Walter Campbell Smith (30 November 1887 – 6 December 1988) was a British mineralogist and petrologist. He was awarded the Murchison Medal in 1945, and was president of the Geological Society of London from 1955 to 1956.

==Biography and career==
Campbell Smith was born in Solihull, in 1887, and attended Solihull School until 1906. He then studied crystallography and mineralogy at Corpus Christi College, Cambridge, graduating in 1910 with first class honours. After taking the examinations for entry to the civil service, Campbell Smith was appointed to an assistantship in the department of minerals at the British Museum (Natural History) (now the Natural History Museum) in 1910. He took up his position the day after his 23rd birthday. In the competition for the post, Campbell Smith was placed above geologist Arthur Holmes, who later pioneered radiometric dating, on the basis of his better performance in Latin.

Campbell Smith worked at the British Museum for the rest of his career, with the exception of two periods of military service. From 1914 to 1918, he served with the Artists' Rifles and the Royal Engineers, and again, from 1939 to 1941. In 1937, he was appointed Keeper of Mineralogy. When he was appointed deputy chief scientific officer for the museum in 1948, he featured in the Illustrated London News as one of the personalities of the week. He retired from the museum in 1952.

Campbell Smith began his museum work on the collections from Scott's Terra Nova expeditions from 1910 to 1913. In all, he published nine papers on the metamorphic and igneous rocks from McMurdo Sound to Victoria Land, three between 1921 and 1924; the remainder from 1954 to 1963, after he had retired. He also curated the foreign rock collection of the Geological Society of London, which had been acquired in 1911. Later he worked on carbonatites from Malawi (then called Nyasaland), and recognised their volcanic origins. Other topics he worked on included stone hand axes, meteorites, and the geology of rocks collected from the sea floor. In his retirement, Campbell Smith continued to work in the museum, and he published his last paper, on the history of mineralogy research in the museum, at the age of 94.

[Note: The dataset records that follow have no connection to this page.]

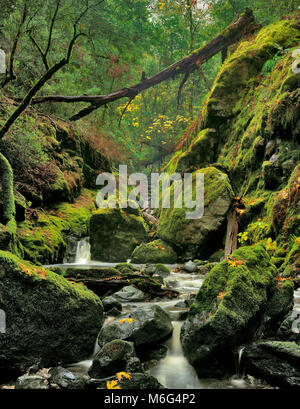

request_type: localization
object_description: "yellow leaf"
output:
[116,372,131,381]
[106,380,121,389]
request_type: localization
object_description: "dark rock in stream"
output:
[49,366,87,389]
[0,252,103,381]
[89,339,136,379]
[112,285,145,302]
[184,260,198,273]
[15,375,49,389]
[242,341,300,389]
[86,373,166,390]
[102,296,122,312]
[98,304,173,347]
[276,310,300,345]
[181,244,294,377]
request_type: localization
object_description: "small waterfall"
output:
[151,321,204,389]
[236,347,245,378]
[75,237,91,264]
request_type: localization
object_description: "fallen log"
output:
[26,8,260,121]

Campbell Smith was secretary of the Geological Society of London from 1921 to 1932. From 1921 to 1924, he was a fellow of Corpus Christi College, Cambridge. He was president of the Mineralogical Society of Great Britain and Ireland from 1945 to 1948, and president of the Geological Society from 1955 to 1956.

==Military career==
Campbell Smith began military service in 1914 as a lance-corporal in the 28th battalion, known as the Artists' Rifles. In 1915, he was seconded to the 4th Battalion of the Special Brigade of the Royal Engineers. The special brigade recruited volunteers with a background in chemistry, and were responsible for the British chemical warfare projects during the First World War. This included Campbell Smith, with his mineralogical training. He worked under Charles Foulkes, and remained in the special brigade for the rest of the war. In June 1916, he was in charge of P and Q company, at the front at Blairville - Ficheux, when the special brigade launched gas attack. By the end of the war, Campbell Smith held the rank of lieutenant colonel. He continued to volunteer with the Artists' Rifles after the war. In 1935, he retired with the rank of brevet lieutenant colonel.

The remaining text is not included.